2010 hottest climate year on record, NASA says

By Juliet Eilperin, Washington Post, 12/10/2010

Even as negotiators in Cancun struggled Friday to reach a modest climate accord at the U.N.-sponsored talks here, new temperature readings released by NASA's Goddard Institute of Space Studies show 2010 now ranks as the hottest climate year on record.

Many scientists use the climate year, which runs from December of the preceding year to November of the current year, to evaluate long-term climate trends. The combined land-ocean temperature readings NASA's Goddard Institute posted Friday indicate that 2010 has surpassed what it identified as the previous warmest climate year, 2005.

The findings are significant, according to experts, and barring some temperature anomaly in December, should place 2010 as the warmest year on record overall. The National Oceanic and Atmospheric Administration, which has identified 1998 as the warmest year on record with 2005 close behind, will release its climate year readings next week.

Rafe Pomerance, a senior fellow at Clean Air-Cool Planet, wrote in an e-mail, "The continuing rapid warming of the planet should send everyone in Cancun home with a renewed sense of urgency whatever the final outcome of the negotiations. Not only is the temperature record indicative of rapid warming but many other indicators such as rising sea levels, the loss of Arctic sea ice and glacial retreat are pointing in the same direction".

Here at the talks, European negotiators expressed frustration that countries have not agreed to make sufficient emission cuts over the next few decades that would prevent global temperatures from rising 2 degrees Celsius, or 3.6 degrees Fahrenheit, above pre-industrial levels by 2100. According to several analyses, the current pledges nations have made under the U.N. process would make up between half and three-quarters of what's needed to meet that global temperature target.

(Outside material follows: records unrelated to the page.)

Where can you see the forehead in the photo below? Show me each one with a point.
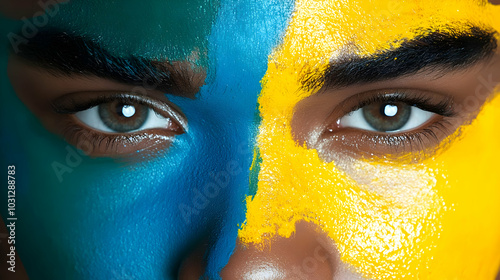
(175, 30)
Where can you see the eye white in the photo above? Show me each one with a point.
(91, 118)
(355, 119)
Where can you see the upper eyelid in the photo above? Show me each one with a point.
(67, 105)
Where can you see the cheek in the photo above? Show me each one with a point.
(440, 217)
(469, 184)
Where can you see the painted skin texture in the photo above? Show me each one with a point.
(110, 219)
(437, 218)
(102, 222)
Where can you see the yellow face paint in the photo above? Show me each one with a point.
(435, 219)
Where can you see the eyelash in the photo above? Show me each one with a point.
(109, 144)
(443, 108)
(417, 140)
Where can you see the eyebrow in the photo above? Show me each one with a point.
(67, 55)
(437, 51)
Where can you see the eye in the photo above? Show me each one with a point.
(121, 116)
(388, 117)
(109, 124)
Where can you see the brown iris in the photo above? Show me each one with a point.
(387, 116)
(123, 116)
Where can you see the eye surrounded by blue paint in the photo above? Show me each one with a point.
(197, 64)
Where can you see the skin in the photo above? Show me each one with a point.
(222, 191)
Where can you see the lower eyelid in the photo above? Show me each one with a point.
(130, 147)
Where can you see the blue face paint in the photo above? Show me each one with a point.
(96, 218)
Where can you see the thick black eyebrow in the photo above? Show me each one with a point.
(65, 54)
(436, 51)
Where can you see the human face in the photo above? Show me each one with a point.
(320, 139)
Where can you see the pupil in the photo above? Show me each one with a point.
(123, 117)
(387, 117)
(390, 110)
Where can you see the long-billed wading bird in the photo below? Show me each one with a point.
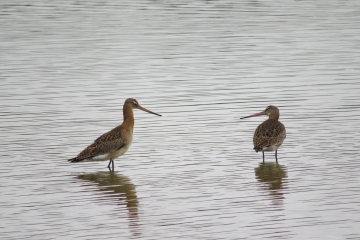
(114, 143)
(270, 134)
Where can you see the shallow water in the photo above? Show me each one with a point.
(67, 67)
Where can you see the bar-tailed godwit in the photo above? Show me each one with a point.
(114, 143)
(270, 134)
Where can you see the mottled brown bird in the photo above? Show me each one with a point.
(114, 143)
(270, 134)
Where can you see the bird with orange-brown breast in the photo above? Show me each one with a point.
(114, 143)
(270, 134)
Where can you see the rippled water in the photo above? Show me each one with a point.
(66, 68)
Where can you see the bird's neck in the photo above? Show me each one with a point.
(128, 117)
(274, 116)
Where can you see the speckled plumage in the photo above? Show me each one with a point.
(114, 143)
(270, 134)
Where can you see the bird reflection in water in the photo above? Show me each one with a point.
(273, 175)
(119, 187)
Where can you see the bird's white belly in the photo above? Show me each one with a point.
(112, 155)
(270, 148)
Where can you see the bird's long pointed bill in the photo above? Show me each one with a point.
(144, 109)
(254, 115)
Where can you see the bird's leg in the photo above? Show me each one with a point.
(111, 162)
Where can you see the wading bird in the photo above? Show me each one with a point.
(270, 134)
(114, 143)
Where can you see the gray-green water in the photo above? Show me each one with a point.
(66, 68)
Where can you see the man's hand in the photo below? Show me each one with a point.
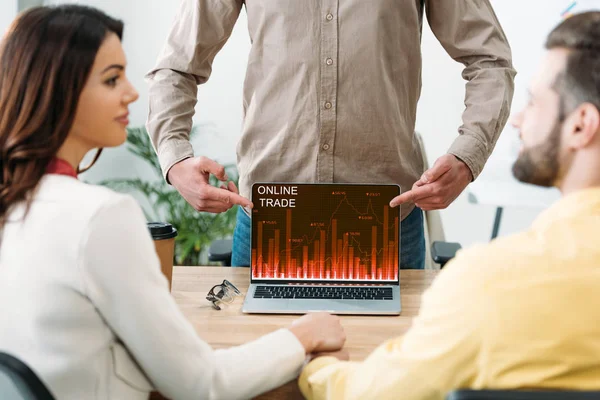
(190, 178)
(439, 186)
(319, 332)
(341, 355)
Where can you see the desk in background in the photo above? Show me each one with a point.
(509, 193)
(230, 327)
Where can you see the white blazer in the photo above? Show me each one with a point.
(84, 304)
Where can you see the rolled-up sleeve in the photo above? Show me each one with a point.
(471, 34)
(200, 30)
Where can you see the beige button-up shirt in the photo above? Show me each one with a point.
(332, 86)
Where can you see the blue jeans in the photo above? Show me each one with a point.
(412, 241)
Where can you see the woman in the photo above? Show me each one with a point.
(82, 299)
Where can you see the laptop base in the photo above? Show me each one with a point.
(334, 306)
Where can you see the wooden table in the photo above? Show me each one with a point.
(230, 327)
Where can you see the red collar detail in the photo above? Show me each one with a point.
(61, 167)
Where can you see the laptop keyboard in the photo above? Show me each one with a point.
(323, 292)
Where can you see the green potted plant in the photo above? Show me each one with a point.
(196, 229)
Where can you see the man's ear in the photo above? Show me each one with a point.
(583, 126)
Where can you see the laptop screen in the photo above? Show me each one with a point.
(325, 232)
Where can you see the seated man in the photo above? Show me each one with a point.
(522, 311)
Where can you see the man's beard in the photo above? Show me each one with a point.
(540, 165)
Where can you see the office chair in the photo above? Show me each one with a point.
(19, 382)
(437, 251)
(521, 395)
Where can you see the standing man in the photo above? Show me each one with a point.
(331, 95)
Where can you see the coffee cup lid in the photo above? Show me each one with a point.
(161, 230)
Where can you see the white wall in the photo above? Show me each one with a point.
(8, 11)
(220, 100)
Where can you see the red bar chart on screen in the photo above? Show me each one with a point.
(325, 232)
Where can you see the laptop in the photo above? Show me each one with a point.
(324, 247)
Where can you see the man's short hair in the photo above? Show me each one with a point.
(580, 81)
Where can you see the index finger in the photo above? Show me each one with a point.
(411, 196)
(227, 197)
(214, 168)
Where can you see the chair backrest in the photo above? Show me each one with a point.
(521, 395)
(434, 230)
(19, 382)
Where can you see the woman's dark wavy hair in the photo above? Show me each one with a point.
(45, 59)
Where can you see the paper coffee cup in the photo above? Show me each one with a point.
(164, 235)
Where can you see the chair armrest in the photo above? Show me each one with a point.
(442, 252)
(220, 251)
(521, 395)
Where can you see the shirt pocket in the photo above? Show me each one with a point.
(127, 370)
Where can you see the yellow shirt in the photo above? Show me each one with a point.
(522, 311)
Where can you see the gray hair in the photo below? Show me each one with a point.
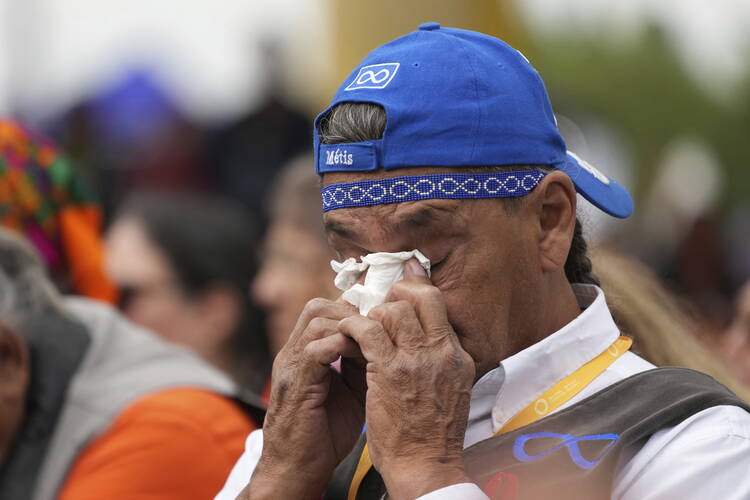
(25, 289)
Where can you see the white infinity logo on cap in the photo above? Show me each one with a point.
(371, 76)
(374, 76)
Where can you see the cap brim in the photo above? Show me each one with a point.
(601, 191)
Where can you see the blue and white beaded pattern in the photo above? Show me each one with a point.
(424, 187)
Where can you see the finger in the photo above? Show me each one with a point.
(400, 322)
(427, 301)
(319, 308)
(326, 350)
(370, 335)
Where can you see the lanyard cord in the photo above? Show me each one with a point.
(549, 401)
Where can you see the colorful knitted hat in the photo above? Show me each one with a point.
(43, 197)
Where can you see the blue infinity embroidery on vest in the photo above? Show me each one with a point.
(423, 187)
(568, 441)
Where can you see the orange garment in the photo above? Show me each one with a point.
(179, 444)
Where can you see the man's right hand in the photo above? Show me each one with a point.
(315, 414)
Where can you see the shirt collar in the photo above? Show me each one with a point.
(506, 390)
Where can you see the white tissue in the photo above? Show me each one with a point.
(383, 270)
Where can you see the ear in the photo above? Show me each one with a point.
(557, 216)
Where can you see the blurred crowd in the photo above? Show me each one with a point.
(206, 243)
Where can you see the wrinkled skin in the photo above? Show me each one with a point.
(497, 286)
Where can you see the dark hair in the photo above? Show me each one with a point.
(357, 122)
(209, 241)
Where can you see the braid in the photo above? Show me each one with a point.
(578, 268)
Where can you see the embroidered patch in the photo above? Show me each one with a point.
(424, 187)
(569, 442)
(374, 76)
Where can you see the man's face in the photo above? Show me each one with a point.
(484, 260)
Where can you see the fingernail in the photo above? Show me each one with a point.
(416, 268)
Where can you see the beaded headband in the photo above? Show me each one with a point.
(424, 187)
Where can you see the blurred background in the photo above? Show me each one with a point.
(215, 97)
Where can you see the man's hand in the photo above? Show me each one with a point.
(315, 414)
(419, 382)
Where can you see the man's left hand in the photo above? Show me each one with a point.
(419, 382)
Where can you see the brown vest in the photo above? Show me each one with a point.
(571, 454)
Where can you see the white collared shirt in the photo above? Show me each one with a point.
(705, 456)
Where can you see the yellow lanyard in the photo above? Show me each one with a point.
(549, 401)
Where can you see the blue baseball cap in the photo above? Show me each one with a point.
(459, 98)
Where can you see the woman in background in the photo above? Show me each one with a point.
(183, 263)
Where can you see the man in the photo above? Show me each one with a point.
(92, 406)
(502, 373)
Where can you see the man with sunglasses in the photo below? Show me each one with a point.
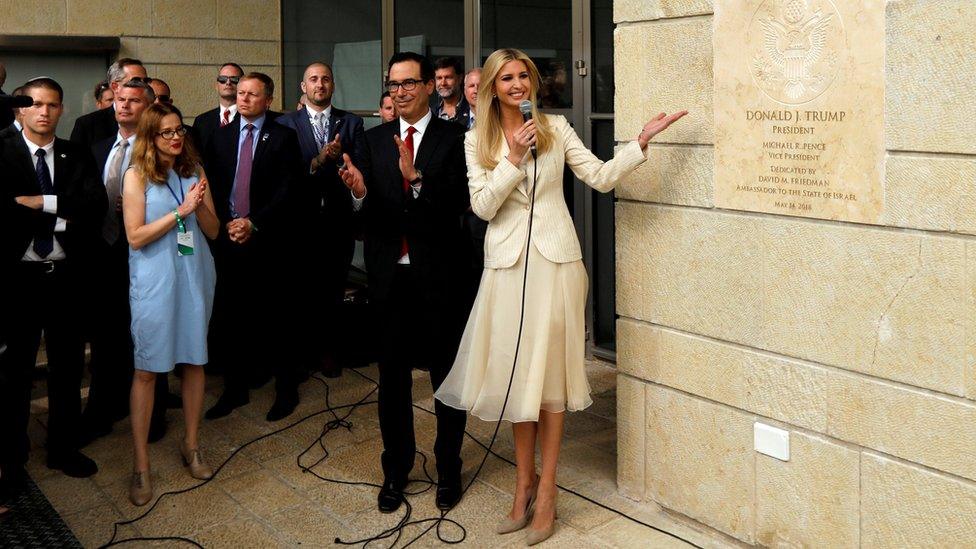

Connie Hedegaard, the European Commissioner for Climate Action, said she is not surprised at the disconnect between the science and policymakers' level of ambition, but it remains a problem.

"Of course, all of this is incredibly difficult. It is, in the end, about how we build the society of the future. We are in the middle of a paradigm shift," Hedegaard said, adding that negotiators often focus on "narrow issues" rather than the broader goal of keeping global warming in check.